Time and again I have marveled at the astuteness of drivers on Indian roads. They are the true ‘street” magicians of modern-day world (sorry David Blaine, but they are). They drive on roads that need a microscope to be found first. So you could say I have become sort of an “Indian driver” groupie, constantly following what they do and how they do it. After 1 year of sustained analysis and state of the art spying (mostly peeking out of buses), I still have not managed to unravel their secrets.

Enigmas of Indian drivers

1) Racing against the countdown:

There is a signal flashing red. It works. There is a count down timer. It works too. It counts 50, 49, ……10, 9, 8, 7. If you can wait patiently from 50 to 7 seconds without any hurry, why do you gun your engines and drive before the signal turns green? Any particular reason? Does it improve the longevity of the vehicle? Better mileage?!

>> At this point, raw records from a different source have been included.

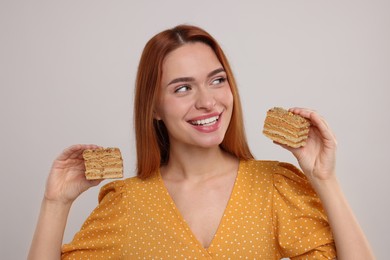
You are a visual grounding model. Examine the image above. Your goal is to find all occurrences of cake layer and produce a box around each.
[83,148,123,180]
[263,107,310,148]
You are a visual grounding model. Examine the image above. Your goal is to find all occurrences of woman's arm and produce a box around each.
[28,145,101,260]
[282,108,375,260]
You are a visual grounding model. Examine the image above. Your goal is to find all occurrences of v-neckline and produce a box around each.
[157,160,242,254]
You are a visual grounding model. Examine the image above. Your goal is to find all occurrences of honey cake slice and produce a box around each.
[263,107,310,148]
[83,148,123,180]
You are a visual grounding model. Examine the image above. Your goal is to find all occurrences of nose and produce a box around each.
[195,88,216,110]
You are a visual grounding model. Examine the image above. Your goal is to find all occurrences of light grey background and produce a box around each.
[0,0,390,259]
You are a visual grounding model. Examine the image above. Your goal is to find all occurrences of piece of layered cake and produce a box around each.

2) Distortion of spatial dimensions:

There is a bus. It is big. There is a lorry, bigger, standing “shoulder to shoulder” with the bus. There is no human way a motorbike can squeeze through the space. Hell, even an ant cannot come out alive. How do Indian drivers (usually aged between 18–23 years) manage to drive freely through nonexistent spaces and stand in front of the “STOP” line? Isn’t there like a mathematical law against such an improbable event taking place? John Nash, are you listening?

3) Blinded by colorblindness

There are a disturbingly high number of Indian drivers who are (color) blind when it comes to reading traffic signs and signals. Doesn’t red mean “Stop,” in every language of the world? You don’t have to be a genius to figure that one out! Or is it a specific genetic disease (Wontfollowtrafficrulesria) that particularly afflicts Indian drivers?

4) Role reversal

Indian drivers have discovered that bikes need not necessarily travel on roads and people need not walk necessarily on sidewalks. Vehicles can be driven over pavements too and people may as well walk in the middle of the roads. Which driver exactly had the Eureka moment? Shouldn’t he be given a Nobel Prize for ingenuity? Come on, you can’t have such a genius go unrewarded!

PS: Yes, I am sarcastic about the Indian roads and the drivers. But I am also amazed at the amount of patience that they (and their vehicles) have. Cows in the middle of the road might drive any other person crazy, but it brings only a benevolent half-smile from them! Amidst all this craziness, there are some common threads that unite Indians. Turning colorblind to signals is just one of them!